Por tanto, la coincidencia de su muerte es triste cuando han pasado exactamente diez años desde la decisión del Tribunal Supremo.
Sobre todo porque vivimos en un momento en el que crece el conservadurismo, se intensifica la cruzada contra las existencias LGBT y se intensifican los ataques a la democracia.
Paulo Gustavo es uno de los 412.000 asesinados por Covid en el país. La desenfrenada escalada de números nos ha dado una dosis diaria de tristeza, malestar e indignación.
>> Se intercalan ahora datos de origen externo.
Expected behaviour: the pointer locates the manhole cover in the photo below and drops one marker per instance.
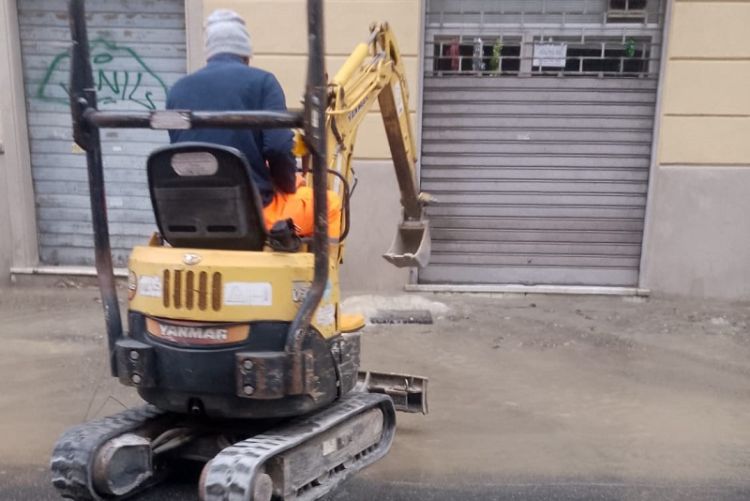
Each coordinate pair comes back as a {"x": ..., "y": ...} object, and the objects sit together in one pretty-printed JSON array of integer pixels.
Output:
[{"x": 402, "y": 317}]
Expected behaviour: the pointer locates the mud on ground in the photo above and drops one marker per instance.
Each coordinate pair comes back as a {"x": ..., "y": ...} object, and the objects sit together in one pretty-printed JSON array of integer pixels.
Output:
[{"x": 535, "y": 393}]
Hay varias formas en las que soportamos, subjetivamente y como sociedad, tantas y tantas pérdidas. El camino predominante ha sido, a pesar de la revuelta constante, el letargo paralizante y conformista que nos secuestra.
Sin embargo, Paulo Gustavo no es “uno más”. A los 42 años y en su apogeo, parece haber catalizado este duelo colectivo, que se nos ha negado. Nos hace ver, aún más claramente, la nación sin ayuda, indefensa y sin gobierno.
La gigantesca conmoción, de norte a sur, en diferentes clases sociales, sólo se explica por el hecho de que abre Brasil al abandono en el que nos hemos convertido, por la acción de algunos y la pasividad de todos.
Hasta que se fue, Paulo Gustavo conectó con lo más profundo de la sociedad brasileña.
Famoso y rico, tuvo acceso a los mejores tratamientos y personal médico. También era un chico joven, lleno de vida, sano, que había estado luchando con valentía contra la enfermedad.
Ya tenemos vacunas, pero el gobierno decidió no volver a comprarlas allí y almacenó cloroquina. En otras palabras, tenía todo para mantenerse vivo y brillante. Menos en la tierra del negacionismo.
Su muerte prematura y evitable nos roba una parte relevante de Brasil que añora el hogar, el buen humor, la inteligencia y la esperanza. Y nos hace enfrentarnos a darnos cuenta de que todos morimos de Brasil.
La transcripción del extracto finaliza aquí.